Residents of Ryegate and Lavina cleaned up, after a little more than an inch of rain in each community that flooded yards and several basements.
Those in Lavina compared this flooding to 2018 and 2011.
A neighbor says the water came from Highway 3, down 1st Street.
It crossed in his front yard, didn't get to his basement or his house, and then the water went down Collins Street where it flooded some more yards and basements before flowing into the Musselshell River.
The water has receded, but on Thursday night, much of the small town of the Lavina was underwater.
The Tinker family was one of many dealing with too much water in the front yard. It did cause some expensive damage.
"It took out our well which is just right out our back door," said Shauna Tinker. "We're going to have to get a backhoe in.
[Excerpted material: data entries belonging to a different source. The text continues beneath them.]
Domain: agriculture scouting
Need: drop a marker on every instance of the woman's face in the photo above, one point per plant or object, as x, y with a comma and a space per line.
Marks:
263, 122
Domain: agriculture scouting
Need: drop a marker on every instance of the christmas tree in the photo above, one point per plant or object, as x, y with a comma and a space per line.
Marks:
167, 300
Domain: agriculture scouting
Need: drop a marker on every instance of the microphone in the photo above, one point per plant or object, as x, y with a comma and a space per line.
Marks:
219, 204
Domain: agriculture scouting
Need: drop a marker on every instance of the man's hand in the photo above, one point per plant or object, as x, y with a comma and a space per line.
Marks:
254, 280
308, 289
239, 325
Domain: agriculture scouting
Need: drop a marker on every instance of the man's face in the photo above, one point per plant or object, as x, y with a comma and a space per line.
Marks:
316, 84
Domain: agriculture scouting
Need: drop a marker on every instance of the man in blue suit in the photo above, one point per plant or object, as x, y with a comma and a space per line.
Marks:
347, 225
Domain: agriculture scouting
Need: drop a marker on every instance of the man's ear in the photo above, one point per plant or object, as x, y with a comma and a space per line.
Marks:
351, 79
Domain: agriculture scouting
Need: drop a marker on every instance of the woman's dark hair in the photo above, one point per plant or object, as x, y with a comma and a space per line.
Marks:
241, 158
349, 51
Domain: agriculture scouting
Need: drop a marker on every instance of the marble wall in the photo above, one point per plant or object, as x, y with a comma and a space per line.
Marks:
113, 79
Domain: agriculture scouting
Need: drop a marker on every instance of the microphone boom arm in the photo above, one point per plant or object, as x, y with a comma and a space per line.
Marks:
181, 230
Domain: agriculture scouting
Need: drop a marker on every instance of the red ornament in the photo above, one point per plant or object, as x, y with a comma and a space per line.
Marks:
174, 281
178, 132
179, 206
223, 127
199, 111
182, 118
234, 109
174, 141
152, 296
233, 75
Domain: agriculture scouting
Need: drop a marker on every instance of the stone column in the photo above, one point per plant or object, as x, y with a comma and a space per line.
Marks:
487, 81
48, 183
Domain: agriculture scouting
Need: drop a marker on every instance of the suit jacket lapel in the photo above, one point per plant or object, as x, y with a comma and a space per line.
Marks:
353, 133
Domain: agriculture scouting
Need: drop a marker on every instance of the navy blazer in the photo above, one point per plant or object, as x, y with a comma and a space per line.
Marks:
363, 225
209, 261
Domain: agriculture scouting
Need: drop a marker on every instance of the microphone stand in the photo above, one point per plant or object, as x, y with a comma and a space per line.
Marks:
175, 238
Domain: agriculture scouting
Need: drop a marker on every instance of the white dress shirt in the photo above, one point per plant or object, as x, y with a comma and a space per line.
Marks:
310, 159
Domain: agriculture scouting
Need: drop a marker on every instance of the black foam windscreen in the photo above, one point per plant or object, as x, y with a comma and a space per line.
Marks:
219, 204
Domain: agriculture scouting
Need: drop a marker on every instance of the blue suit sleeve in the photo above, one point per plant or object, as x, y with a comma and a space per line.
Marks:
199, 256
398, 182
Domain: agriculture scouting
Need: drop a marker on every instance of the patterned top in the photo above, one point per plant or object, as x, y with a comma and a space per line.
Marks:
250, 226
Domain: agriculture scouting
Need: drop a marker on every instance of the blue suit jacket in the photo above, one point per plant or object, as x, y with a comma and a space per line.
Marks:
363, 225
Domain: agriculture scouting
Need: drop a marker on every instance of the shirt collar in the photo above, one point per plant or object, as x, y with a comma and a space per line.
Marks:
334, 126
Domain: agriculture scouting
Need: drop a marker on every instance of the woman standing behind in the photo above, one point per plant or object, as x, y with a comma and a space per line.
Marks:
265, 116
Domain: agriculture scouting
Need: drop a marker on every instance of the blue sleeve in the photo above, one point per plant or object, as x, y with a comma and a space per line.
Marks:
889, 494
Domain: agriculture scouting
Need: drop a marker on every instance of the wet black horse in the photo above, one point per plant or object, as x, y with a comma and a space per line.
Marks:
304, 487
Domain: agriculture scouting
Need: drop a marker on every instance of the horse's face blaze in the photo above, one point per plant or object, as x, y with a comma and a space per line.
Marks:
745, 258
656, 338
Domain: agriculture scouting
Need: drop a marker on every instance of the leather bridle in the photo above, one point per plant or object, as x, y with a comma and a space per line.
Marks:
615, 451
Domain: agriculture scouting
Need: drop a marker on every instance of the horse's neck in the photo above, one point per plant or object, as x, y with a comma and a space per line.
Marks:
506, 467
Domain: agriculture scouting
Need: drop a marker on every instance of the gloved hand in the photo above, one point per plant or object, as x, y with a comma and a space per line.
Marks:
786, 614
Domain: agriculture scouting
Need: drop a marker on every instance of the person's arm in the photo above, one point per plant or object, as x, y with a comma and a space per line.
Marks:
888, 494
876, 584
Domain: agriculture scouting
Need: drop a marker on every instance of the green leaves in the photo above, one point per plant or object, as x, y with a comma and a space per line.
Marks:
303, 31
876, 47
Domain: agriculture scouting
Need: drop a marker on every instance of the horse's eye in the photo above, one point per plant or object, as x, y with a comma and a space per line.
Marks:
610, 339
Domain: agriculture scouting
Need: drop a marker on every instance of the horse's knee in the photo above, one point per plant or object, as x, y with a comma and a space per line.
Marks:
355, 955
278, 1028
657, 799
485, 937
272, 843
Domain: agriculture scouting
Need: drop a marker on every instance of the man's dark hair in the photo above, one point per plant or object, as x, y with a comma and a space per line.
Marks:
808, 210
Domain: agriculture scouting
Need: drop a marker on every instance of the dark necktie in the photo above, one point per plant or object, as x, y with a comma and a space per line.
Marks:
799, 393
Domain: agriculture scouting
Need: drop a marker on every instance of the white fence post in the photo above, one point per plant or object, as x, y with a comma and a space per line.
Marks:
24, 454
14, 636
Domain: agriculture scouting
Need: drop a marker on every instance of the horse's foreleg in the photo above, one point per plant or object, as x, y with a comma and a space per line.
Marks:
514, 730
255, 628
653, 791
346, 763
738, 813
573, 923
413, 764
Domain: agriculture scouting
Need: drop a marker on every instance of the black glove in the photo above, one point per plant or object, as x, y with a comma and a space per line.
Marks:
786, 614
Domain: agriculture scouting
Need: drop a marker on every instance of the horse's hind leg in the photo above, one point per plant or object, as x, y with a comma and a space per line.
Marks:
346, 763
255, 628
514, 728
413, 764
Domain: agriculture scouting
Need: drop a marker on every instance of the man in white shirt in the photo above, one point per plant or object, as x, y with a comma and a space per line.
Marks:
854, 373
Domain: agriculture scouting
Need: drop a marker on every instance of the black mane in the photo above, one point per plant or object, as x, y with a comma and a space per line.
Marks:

We'll probably end up bringing it above ground because it's in ground now."
The water turned part of the family's yard into a pond and it was a scene repeated from one home to the next throughout the neighborhood.
"Last night, we felt like we were Noah's Ark," Tinker said. "We were totally surrounded.
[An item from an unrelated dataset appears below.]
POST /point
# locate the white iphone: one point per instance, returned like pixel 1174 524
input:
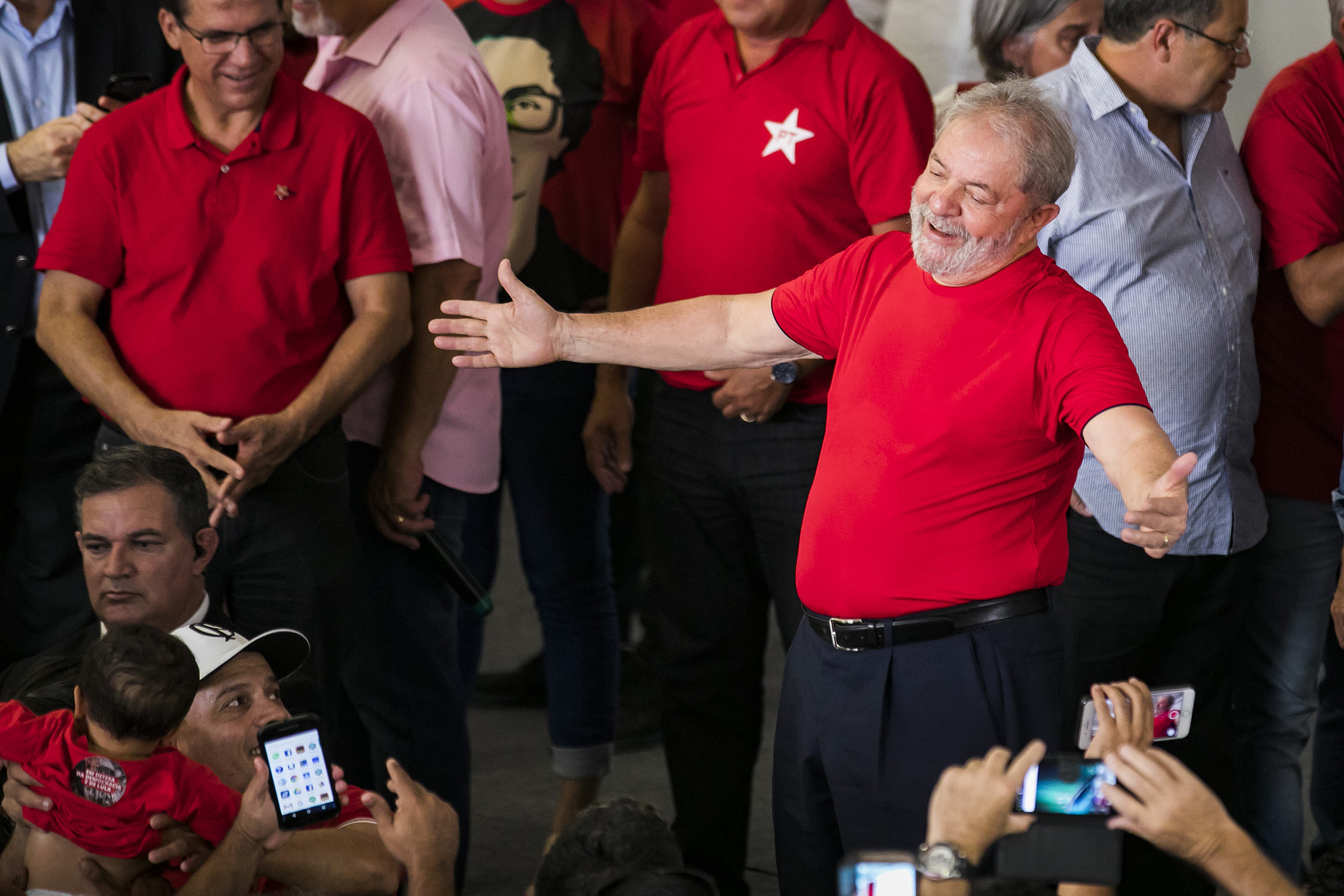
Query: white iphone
pixel 1172 711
Weather reports show 1.15 to 1.30 inches of rainfall near Lavina Thursday night.
The Tinkers say this is the worst flooding in they have seen in Lavina since 2011, 13 years ago.
"2011 was the last time it did this," Tinker said.
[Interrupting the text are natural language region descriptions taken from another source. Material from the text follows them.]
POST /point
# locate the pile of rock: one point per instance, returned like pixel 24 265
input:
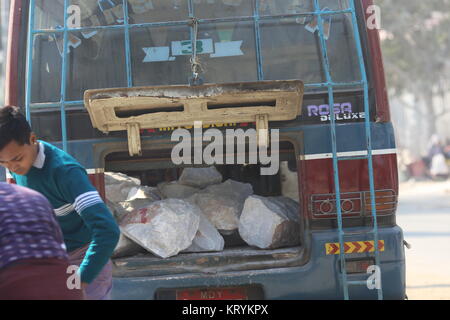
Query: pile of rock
pixel 192 214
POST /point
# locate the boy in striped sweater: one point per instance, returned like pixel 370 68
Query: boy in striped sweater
pixel 89 229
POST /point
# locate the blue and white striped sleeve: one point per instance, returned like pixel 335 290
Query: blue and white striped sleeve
pixel 77 189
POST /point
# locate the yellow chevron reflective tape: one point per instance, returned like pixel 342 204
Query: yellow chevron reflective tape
pixel 354 247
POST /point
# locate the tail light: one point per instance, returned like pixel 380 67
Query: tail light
pixel 353 266
pixel 353 204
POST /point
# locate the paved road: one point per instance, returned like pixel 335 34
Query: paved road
pixel 424 215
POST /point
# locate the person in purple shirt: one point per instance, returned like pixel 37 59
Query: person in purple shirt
pixel 33 260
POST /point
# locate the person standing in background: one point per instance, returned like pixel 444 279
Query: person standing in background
pixel 33 257
pixel 89 229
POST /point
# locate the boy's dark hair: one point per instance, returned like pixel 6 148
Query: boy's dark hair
pixel 13 127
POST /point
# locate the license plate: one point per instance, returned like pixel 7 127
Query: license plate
pixel 212 294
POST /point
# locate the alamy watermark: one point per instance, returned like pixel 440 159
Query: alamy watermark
pixel 374 280
pixel 74 280
pixel 213 153
pixel 374 17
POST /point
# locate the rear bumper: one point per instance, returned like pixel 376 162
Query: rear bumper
pixel 317 279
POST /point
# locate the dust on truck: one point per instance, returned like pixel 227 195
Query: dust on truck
pixel 110 81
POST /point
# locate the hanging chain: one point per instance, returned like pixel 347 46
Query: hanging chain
pixel 195 63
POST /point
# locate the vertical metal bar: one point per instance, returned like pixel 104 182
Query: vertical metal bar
pixel 64 78
pixel 368 136
pixel 259 57
pixel 30 42
pixel 127 44
pixel 326 65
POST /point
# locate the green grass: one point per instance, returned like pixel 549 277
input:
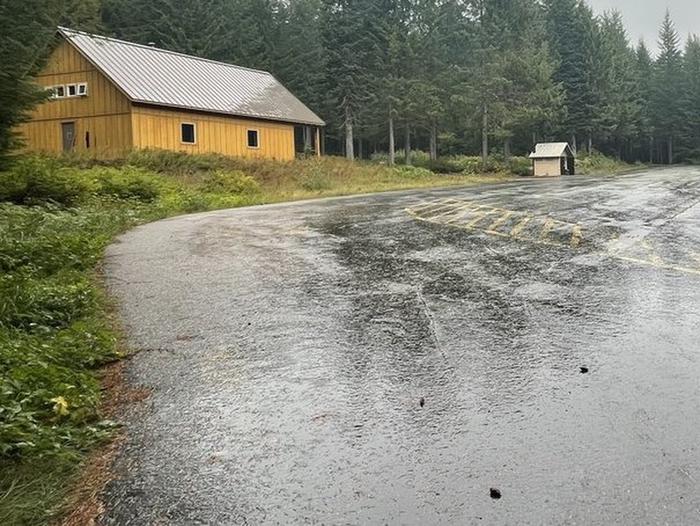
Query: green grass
pixel 57 215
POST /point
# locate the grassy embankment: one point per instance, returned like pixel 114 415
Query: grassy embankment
pixel 57 215
pixel 56 218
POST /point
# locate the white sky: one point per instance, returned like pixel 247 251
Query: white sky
pixel 643 17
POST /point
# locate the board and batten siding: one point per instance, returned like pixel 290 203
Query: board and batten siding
pixel 155 127
pixel 104 113
pixel 547 167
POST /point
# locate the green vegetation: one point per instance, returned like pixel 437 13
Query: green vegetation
pixel 452 78
pixel 57 215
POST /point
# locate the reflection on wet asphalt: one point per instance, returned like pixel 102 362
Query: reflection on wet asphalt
pixel 390 359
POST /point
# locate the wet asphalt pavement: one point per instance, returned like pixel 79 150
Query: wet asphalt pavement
pixel 389 359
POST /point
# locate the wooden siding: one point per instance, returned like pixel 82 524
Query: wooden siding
pixel 160 128
pixel 104 112
pixel 547 167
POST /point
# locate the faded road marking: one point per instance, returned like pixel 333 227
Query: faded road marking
pixel 524 226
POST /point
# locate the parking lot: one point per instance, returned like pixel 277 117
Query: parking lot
pixel 391 359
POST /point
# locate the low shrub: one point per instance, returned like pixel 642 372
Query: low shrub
pixel 37 178
pixel 125 183
pixel 234 182
pixel 414 172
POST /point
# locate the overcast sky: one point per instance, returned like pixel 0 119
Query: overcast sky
pixel 644 17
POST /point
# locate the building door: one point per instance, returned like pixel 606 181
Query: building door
pixel 68 131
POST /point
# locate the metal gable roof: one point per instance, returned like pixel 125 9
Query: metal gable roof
pixel 551 150
pixel 155 76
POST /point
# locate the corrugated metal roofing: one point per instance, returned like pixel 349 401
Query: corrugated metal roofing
pixel 550 150
pixel 155 76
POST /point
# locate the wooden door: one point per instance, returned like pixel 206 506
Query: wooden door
pixel 68 134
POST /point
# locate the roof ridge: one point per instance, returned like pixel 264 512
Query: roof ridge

"Pretty substantial," said Deputy Katherine Ford of the Golden Valley County Sheriff's Office, about the the flooding in 2011. "We had a lot of damage to our bridges. We had to fix those we had FEMA come in."
Ford says crews, which included the Sheriff, worked until 5:30 in the morning, pumping the water out of the yards
"The best of my understanding, the Sheriff's had about an hour of sleep in the last 48 hours," Ford said.
The deputy says water flowed down the highway and crews diverted some of the water when it hit Lavina.
Ford is also the county's deputy disaster and emergency services coordinator.
She said there was also some flooding in Ryegate.
But as is the case in most small towns like Ryegate and Lavina neighbors help neighbors rallying around one another to mitigate the damage.
"By them pumping the water out, it didn't make it here," Tinker said. "Thank God."
"Kind of the whole county, we don't have a lot of people here," Ford said. "And everybody knows everybody, so we try to chip in and help."